Decentralized search engine & automatized press reviews


1. Press review

I’ve been part, since 2008, of the independent citizens committed toward the same direction than La Quadrature du Net… After a few translations, I willingly went to a demanding task : the press review ; to feel useful, waiting to have a better understanding of the complex political machinery of French parliament and European one.

To start understanding something about it, I knew I had to read a lot of press articles about it, and at the press review, I got a selection of choice, a few years before that my choices came to make the selection…

The press review requires a lot of work and a constant devotion, to stay up to date. There were a small part of the job that was interesting : to read the articles, choose the ones to keep, extract the good lines… and the other part was bigger and boring : one had to copy/paste the title, copy/paste the date (and damn, where did they hide their date in this page !?), copy/paste the extract, copy/paste the link… This robot-like task is unfortunately more time-consuming than the reading of the article itself.
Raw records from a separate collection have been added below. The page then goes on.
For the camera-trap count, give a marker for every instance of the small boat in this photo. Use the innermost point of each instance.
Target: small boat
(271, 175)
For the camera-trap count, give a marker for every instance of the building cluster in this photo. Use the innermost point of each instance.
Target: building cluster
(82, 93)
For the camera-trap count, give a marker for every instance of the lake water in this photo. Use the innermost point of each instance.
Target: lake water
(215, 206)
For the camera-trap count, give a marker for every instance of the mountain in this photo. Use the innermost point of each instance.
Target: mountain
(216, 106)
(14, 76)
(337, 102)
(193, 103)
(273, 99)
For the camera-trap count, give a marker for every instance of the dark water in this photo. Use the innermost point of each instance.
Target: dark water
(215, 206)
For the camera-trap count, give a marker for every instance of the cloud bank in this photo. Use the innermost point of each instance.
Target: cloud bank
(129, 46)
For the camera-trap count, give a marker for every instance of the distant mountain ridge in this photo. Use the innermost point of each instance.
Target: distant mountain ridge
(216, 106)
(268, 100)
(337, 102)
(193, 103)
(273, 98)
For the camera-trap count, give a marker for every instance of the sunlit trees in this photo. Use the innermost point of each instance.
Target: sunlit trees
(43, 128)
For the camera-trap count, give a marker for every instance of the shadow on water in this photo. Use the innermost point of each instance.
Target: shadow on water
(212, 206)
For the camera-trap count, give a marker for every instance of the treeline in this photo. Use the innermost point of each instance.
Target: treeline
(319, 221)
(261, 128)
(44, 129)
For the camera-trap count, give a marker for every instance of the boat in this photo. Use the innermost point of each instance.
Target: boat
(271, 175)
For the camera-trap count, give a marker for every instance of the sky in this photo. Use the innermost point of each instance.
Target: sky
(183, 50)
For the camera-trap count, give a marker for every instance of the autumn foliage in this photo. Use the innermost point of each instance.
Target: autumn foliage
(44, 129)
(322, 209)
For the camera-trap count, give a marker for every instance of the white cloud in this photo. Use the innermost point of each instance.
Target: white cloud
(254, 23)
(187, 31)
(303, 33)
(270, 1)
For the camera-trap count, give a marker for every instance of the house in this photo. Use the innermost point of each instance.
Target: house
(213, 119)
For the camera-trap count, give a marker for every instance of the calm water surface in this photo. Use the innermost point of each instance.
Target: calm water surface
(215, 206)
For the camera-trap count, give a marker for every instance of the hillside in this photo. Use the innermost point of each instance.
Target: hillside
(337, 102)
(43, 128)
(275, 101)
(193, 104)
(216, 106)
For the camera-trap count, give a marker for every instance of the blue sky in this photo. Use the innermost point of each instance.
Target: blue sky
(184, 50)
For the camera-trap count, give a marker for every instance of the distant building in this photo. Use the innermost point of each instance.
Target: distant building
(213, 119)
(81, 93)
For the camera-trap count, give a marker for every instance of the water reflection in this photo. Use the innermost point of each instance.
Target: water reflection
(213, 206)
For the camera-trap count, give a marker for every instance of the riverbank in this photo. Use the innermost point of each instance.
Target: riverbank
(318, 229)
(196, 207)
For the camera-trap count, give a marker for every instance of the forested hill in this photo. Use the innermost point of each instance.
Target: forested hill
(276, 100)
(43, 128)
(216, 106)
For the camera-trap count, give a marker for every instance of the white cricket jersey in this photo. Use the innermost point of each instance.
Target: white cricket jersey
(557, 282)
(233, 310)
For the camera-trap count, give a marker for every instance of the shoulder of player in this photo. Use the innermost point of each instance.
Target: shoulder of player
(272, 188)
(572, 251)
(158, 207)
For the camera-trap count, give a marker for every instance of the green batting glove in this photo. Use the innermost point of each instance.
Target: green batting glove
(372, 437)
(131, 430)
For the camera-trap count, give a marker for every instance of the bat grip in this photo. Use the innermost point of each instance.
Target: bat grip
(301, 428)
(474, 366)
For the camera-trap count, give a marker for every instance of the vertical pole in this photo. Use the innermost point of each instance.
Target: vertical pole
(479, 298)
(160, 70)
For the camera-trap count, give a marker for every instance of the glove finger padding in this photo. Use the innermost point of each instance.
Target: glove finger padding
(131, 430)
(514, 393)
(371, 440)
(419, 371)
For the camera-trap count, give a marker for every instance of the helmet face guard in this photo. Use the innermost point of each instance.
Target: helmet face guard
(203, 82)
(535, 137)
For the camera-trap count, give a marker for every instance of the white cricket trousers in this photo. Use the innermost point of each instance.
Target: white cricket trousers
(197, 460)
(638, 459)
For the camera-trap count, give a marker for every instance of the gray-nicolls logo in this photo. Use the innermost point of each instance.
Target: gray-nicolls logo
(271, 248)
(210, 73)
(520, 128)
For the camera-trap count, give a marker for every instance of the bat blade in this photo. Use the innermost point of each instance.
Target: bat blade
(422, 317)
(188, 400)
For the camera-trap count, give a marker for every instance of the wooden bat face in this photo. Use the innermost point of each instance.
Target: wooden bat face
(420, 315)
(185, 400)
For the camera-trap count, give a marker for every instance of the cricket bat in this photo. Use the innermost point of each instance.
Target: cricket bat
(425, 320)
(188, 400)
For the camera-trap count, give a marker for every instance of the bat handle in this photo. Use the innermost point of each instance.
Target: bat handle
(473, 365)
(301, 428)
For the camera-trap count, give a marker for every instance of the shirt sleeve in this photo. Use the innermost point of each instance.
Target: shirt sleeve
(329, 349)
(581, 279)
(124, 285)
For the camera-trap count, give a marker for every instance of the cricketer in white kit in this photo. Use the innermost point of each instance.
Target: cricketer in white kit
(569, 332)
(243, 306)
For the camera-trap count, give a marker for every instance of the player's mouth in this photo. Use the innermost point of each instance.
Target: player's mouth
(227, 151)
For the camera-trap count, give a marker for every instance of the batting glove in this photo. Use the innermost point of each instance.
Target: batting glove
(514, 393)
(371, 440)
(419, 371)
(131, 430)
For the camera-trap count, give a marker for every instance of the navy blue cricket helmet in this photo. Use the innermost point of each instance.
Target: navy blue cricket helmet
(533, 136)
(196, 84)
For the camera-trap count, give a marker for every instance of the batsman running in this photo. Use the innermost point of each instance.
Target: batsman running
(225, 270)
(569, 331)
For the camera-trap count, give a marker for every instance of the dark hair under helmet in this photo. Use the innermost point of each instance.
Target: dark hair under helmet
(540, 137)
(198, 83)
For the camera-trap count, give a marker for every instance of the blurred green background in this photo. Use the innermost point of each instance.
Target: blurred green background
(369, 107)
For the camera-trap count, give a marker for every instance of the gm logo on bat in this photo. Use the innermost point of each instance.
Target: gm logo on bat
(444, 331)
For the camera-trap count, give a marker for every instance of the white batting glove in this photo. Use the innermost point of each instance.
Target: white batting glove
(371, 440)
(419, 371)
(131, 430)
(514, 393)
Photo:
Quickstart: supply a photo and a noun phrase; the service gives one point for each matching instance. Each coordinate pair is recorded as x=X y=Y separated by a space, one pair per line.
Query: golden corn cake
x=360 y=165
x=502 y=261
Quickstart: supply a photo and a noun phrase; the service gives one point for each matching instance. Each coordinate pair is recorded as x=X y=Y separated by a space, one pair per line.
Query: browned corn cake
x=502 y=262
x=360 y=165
During more than 5 years, I devoted the majority of my spare time to keep the press review of La Quadrature du Net up to date. Thousands of articles cited the association mouthpiece [1], sometimes with a simple copy/paste, sometimes with a great analysis, sometimes willingly distorting the words… And we had to seek for more ! As Jérémie Zimmermann told to the small team that I had difficulties to motivate one night : we were his eyes.

I also had the feeling to be the broom wagon of the collective, always late to the feast. The position was nevertheless a strategical one, it was the quickest way to learn and it was also of a strategical importance : we had to get our complex and abstract matters to a broad audience. Indeed, the net neutrality don’t directly appears to be a freedom of speech channel, which itself don’t directly appears to be one of the conditions for a fair society.
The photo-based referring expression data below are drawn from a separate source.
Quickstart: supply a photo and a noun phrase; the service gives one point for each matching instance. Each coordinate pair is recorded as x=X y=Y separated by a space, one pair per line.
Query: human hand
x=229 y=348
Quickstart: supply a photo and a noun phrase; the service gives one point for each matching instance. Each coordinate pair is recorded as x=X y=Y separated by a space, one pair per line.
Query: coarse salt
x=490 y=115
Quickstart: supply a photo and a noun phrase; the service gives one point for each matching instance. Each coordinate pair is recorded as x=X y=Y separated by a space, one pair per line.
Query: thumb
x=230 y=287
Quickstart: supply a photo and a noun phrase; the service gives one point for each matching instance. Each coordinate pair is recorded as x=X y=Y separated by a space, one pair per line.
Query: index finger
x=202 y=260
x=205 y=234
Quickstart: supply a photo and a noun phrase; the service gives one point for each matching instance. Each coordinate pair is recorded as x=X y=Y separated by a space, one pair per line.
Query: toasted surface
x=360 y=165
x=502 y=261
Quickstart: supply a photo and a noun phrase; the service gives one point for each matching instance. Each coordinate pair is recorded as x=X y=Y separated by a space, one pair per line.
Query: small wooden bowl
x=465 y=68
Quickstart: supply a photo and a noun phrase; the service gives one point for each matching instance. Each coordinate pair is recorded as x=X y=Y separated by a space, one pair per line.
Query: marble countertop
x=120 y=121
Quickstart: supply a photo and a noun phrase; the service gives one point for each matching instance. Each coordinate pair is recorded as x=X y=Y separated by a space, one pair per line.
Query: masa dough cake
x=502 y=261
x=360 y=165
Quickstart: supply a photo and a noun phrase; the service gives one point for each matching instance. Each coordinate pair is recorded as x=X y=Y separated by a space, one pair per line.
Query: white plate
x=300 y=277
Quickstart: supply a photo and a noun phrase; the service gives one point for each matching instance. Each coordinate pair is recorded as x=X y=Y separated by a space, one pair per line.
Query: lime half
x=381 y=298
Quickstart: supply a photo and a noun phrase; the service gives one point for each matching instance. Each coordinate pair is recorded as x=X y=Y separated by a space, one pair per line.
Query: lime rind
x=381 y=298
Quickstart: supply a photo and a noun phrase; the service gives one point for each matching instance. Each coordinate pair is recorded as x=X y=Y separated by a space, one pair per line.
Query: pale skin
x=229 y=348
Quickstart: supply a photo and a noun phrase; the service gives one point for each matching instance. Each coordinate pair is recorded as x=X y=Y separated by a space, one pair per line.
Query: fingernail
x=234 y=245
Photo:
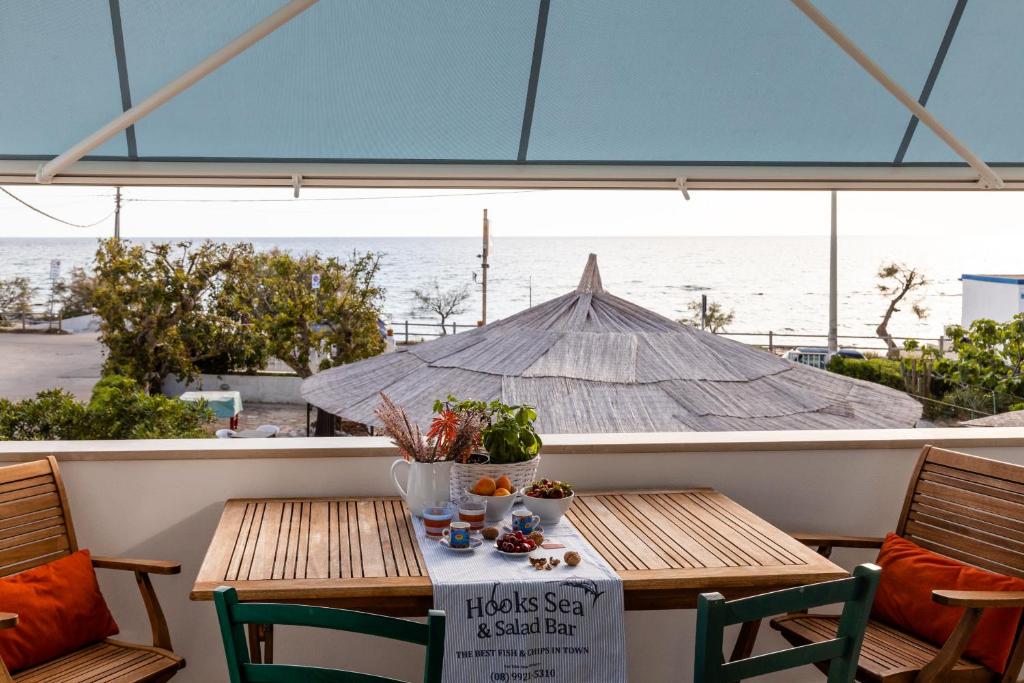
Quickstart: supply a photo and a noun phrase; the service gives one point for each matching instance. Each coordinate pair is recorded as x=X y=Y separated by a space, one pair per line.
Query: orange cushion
x=59 y=609
x=909 y=573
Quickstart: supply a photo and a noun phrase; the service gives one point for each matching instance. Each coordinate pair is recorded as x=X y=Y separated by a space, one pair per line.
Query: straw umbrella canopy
x=593 y=363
We also had to improve our press echos resonance, and with La Quadrature du Net, things were getting even further… Indeed, beyond the rational thinking, the press review also allowed us to shade some light over a human factor in journalism, as it happen that a good analysis citing la Quadrature were found missing in its press review, and that, at the next interview, the journalists complained about it, with grumpy faces, disappointed that we missed them, or did not select their work.

2. Dedicated search engine

The task was colossal. We were splitting among us in the team the national and international sources to poll every days. I was always finding hours of work to do to new volunteers. Torn apart between the need to face the stake, and the need to stay independent and coherent with our views, we finally setup some Google News alerts, during a militant forces famine.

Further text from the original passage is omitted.